Un communiqué publié sur la page Facebook de l'UCF mardi indiquait : « Le Conseil de la Fédération internationale des échecs (FIDE) a envoyé une demande à la Fédération des échecs de Russie (CFR) exigeant de fournir des preuves de l'exécution de la décision du Tribunal arbitral du sport (TAS) de cesser ses activités dans les territoires temporairement occupés d'Ukraine.
« Nous rappelons que conformément à la décision du TAS dans l'affaire CAS 2024/A/10911 du 11 mars 2026, la CFR était censée exécuter cette décision d'ici le 9 juin 2026. Pendant exactement 90 jours, la CFR devait cesser de réguler les compétitions d'échecs dans les régions de Crimée, Sébastopol, Donetsk, Louhansk, Kherson et Zaporijjia. En cas de non-respect de la décision du TAS, l'adhésion à la FIDE est automatiquement suspendue pour trois ans (après avoir rempli les conditions, l'adhésion est automatiquement renouvelée). »
Il ajoutait : « La CFR a constamment et publiquement déclaré qu'elle n'avait pas l'intention de mettre en œuvre cette décision. En conséquence, la Fédération des échecs d'Ukraine attend de la FIDE la mise en œuvre complète et immédiate de la décision du TAS, y compris la suspension de l'adhésion de la CFR. Le respect des décisions du TAS et des principes fondamentaux du sport international est une obligation. Les activités illégales de la CFR dans les territoires occupés d'Ukraine ne peuvent être tolérées. »
La FIDE est, bien sûr, actuellement dirigée par Arkady Dvorkovich, ancien vice-Premier ministre de la Russie, qui a été nommé dans l'affaire comme le « deuxième défendeur ». La FIDE et la CFR étaient également défenderesses dans l'affaire.
Dvorkovich se présente à la réélection plus tard cette année, et seulement la semaine dernière, il a été confirmé comme le candidat préféré de la CFR. Dans des cas comme celui-ci, cependant, son travail est d'être neutre.

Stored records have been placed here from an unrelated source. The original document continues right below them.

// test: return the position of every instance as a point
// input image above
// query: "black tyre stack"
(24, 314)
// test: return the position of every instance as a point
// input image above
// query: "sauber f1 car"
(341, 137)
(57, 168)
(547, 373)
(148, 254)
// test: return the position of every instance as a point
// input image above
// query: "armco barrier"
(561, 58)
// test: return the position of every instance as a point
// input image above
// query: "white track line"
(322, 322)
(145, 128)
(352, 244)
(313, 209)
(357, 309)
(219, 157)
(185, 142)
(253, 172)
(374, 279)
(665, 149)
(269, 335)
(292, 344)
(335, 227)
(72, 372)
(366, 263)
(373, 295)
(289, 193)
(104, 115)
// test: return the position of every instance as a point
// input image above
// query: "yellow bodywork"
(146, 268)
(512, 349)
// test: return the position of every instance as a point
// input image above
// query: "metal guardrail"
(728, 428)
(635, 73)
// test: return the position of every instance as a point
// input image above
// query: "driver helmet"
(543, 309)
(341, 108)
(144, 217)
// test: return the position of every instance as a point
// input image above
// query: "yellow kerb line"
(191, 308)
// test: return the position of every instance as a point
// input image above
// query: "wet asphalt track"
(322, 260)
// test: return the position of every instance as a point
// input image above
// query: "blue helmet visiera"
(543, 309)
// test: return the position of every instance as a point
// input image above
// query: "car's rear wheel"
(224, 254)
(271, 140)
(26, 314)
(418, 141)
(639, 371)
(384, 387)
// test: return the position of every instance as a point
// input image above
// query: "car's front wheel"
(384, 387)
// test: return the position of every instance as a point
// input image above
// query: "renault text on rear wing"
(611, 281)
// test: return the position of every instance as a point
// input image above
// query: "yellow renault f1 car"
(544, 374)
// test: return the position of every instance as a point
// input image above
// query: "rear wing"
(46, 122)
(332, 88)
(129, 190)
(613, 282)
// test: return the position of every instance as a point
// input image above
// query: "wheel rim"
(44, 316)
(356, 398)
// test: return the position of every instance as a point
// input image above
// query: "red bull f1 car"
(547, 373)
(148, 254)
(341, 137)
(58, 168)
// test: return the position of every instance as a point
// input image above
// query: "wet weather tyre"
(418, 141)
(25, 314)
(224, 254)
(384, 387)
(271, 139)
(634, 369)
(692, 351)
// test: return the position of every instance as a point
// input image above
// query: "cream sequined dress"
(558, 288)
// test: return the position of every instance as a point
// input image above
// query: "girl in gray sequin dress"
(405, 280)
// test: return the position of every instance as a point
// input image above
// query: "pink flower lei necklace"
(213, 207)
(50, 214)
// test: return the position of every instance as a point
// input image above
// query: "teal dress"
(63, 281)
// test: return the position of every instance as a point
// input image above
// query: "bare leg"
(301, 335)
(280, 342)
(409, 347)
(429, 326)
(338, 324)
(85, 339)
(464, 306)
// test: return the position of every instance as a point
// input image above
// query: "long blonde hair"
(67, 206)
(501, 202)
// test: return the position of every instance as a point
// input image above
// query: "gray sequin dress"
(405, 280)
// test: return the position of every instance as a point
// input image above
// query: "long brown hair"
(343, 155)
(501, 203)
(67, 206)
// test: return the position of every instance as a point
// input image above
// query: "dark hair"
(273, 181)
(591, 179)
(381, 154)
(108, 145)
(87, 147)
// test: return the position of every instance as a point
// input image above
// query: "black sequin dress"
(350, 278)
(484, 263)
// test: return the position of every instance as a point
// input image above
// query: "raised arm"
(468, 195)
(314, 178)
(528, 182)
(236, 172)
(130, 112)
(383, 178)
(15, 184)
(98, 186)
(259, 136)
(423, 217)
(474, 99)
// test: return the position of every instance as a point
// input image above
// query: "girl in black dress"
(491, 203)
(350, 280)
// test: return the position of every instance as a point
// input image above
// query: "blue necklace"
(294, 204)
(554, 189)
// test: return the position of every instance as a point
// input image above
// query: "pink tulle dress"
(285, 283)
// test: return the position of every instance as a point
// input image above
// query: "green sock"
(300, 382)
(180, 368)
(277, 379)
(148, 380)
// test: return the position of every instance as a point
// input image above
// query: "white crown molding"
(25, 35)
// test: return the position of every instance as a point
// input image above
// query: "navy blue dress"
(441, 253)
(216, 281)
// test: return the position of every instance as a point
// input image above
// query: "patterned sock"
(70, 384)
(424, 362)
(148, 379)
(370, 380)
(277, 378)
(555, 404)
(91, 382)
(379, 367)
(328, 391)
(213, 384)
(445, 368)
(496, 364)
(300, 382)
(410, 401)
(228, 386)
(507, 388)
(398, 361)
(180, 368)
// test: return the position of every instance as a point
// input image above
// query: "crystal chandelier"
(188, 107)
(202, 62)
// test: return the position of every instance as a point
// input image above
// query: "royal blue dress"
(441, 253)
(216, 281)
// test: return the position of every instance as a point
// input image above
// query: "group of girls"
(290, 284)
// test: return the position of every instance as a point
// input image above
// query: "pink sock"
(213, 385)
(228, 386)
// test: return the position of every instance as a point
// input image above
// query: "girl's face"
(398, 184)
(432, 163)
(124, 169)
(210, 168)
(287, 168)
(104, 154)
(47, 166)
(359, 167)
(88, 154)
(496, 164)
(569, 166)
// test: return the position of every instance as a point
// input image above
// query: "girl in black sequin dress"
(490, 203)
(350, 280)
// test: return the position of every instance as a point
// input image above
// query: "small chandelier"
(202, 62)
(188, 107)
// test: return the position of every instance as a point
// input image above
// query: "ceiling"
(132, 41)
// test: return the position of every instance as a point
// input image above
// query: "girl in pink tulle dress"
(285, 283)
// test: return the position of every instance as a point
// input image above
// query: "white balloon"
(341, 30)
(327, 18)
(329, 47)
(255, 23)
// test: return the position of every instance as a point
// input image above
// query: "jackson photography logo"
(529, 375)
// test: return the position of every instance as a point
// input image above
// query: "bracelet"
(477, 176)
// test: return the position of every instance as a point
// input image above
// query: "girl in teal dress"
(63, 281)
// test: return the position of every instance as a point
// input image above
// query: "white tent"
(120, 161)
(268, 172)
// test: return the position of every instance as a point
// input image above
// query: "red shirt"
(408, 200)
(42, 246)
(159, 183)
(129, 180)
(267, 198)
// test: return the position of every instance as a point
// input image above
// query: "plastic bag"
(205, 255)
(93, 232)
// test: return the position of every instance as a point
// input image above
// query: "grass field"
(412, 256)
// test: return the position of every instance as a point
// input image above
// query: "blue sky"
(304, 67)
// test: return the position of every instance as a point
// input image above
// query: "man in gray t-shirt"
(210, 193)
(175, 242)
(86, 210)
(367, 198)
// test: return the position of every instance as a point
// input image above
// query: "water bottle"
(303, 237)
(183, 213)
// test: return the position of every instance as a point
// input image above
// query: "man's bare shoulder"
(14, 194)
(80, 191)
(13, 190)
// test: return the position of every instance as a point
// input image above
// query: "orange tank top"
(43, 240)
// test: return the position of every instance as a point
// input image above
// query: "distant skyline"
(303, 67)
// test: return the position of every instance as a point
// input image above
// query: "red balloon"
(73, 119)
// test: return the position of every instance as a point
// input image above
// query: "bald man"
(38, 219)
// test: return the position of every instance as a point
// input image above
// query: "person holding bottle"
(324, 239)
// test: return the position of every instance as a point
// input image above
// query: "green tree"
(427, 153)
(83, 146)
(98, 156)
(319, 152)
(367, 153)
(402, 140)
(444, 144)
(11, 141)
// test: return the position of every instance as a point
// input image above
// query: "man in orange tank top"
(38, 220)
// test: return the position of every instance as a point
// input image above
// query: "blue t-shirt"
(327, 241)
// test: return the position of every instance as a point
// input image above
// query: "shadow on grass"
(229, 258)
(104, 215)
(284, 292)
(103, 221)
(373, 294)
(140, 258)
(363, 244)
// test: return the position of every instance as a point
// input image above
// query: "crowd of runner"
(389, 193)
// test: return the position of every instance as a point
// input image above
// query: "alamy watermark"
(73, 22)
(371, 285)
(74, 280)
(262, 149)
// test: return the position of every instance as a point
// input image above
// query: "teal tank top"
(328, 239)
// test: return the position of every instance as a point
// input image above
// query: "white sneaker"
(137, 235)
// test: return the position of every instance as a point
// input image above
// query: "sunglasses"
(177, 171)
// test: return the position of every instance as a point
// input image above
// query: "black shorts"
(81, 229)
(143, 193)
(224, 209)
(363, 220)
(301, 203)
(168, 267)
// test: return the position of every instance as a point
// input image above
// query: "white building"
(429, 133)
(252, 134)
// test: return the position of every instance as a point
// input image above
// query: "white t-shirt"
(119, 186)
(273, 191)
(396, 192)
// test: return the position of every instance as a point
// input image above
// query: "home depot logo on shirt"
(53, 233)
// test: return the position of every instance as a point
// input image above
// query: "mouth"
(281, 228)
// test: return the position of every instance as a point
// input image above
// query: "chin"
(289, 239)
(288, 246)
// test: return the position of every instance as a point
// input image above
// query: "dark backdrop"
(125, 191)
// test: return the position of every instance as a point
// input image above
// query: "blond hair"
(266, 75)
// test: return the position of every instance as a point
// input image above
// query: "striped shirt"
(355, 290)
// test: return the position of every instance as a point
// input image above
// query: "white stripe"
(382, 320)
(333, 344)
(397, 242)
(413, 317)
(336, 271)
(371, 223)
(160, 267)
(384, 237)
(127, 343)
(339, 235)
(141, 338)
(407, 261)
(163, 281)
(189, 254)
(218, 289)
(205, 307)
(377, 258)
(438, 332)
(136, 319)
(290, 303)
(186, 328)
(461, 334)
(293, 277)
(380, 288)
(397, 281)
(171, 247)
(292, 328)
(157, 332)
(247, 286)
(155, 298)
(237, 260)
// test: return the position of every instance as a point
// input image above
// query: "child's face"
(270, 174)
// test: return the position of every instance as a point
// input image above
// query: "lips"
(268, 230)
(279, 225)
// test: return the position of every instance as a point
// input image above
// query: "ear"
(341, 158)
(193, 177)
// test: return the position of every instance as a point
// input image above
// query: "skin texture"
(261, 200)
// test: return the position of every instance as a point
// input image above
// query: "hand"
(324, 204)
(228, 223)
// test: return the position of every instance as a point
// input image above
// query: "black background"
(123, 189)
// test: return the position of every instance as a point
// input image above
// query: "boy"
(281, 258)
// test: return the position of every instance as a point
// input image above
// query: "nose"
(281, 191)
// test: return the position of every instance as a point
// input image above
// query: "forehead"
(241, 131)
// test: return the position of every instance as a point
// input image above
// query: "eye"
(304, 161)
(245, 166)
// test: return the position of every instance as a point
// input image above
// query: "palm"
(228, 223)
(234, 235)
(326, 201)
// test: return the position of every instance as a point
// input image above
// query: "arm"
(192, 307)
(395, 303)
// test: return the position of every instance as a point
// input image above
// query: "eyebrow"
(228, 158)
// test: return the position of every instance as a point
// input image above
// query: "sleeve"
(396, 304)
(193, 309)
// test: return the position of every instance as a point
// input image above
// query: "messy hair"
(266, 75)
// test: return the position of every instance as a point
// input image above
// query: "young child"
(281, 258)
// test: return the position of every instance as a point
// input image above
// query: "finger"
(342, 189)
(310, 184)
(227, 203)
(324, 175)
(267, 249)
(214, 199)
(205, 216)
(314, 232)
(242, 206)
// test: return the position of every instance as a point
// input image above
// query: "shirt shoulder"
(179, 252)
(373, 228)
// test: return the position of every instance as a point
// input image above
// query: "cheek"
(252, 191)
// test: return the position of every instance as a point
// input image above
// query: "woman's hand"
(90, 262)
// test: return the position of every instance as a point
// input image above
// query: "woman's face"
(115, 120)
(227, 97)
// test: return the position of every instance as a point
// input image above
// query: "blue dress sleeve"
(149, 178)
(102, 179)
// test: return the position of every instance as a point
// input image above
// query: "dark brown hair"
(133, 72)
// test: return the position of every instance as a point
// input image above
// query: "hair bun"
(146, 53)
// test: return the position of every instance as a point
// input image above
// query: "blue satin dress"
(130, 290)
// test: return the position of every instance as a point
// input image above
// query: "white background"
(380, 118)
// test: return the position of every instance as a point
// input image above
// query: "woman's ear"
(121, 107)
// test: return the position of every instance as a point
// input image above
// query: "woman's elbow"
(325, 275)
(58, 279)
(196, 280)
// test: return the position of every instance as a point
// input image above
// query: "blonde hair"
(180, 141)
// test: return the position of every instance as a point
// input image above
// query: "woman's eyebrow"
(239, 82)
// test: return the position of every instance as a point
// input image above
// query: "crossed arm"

Dvorkovich n'a pas non plus un contrôle total sur la FIDE. Le Conseil de la FIDE est une branche distincte de l'exécutif et a déjà contesté les positions de Dvorkovich par le passé.
Le Conseil a déjà été appelé à statuer sur une décision très controversée de la FIDE cette année concernant la Russie.
Suite auvote de l'Assemblée générale de la FIDE pour le retour des équipes russes et biélorusseset permettre aux juniors de ces nations de revenir en compétition, le Conseil a été invité à finaliser les protocoles pour les équipes adultes après consultation du CIO.
Un groupe de cinq fédérations rebelles a répondu à la décision enportant une autre affaire devant le TAS, qui attend actuellement un verdict.
La Fédération ukrainienne des échecs mène l'action avec le soutien de l'Angleterre, de la Norvège, de l'Estonie et de l'Allemagne.
Les batailles judiciaires ne s'arrêtent pas là.
Plus tôt ce mois-ci, la CFR a tiré sa propre bordée en annonçant avoir déposé une plainte éthique auprès de la FIDE contre le président de la Fédération ukrainienne des échecs, Oleksandr Kamyshin, pour prétendue bellicisme.
Dans des commentaires largement rapportés par les médias d'État en Russie, la CFR a allégué que Kamyshin violait les normes éthiques de la FIDE depuis sa nomination à travers une série de publications sur les réseaux sociaux.
Lundi, l'agence de presse d'État russe TASS a rapporté des commentaires du président de la CFR, Andrey Filatov, dans lesquels il affirmait que la fédération ukrainienne « se livre à des querelles juridiques, essayant de diviser les membres de la FIDE ».
Filatov a également déclaré, sans l'ombre d'une ironie : « J'exhorte tout le monde à séparer le sport de la politique, et la Fédération ukrainienne des échecs à se concentrer sur le développement des échecs à l'intérieur de ses frontières. »
On ne sait pas ce qui va se passer — si quelque chose — dans les jours à venir. Mais quelle que soit la direction que cela prendra, personne ne peut prétendre garder la politique hors des échecs.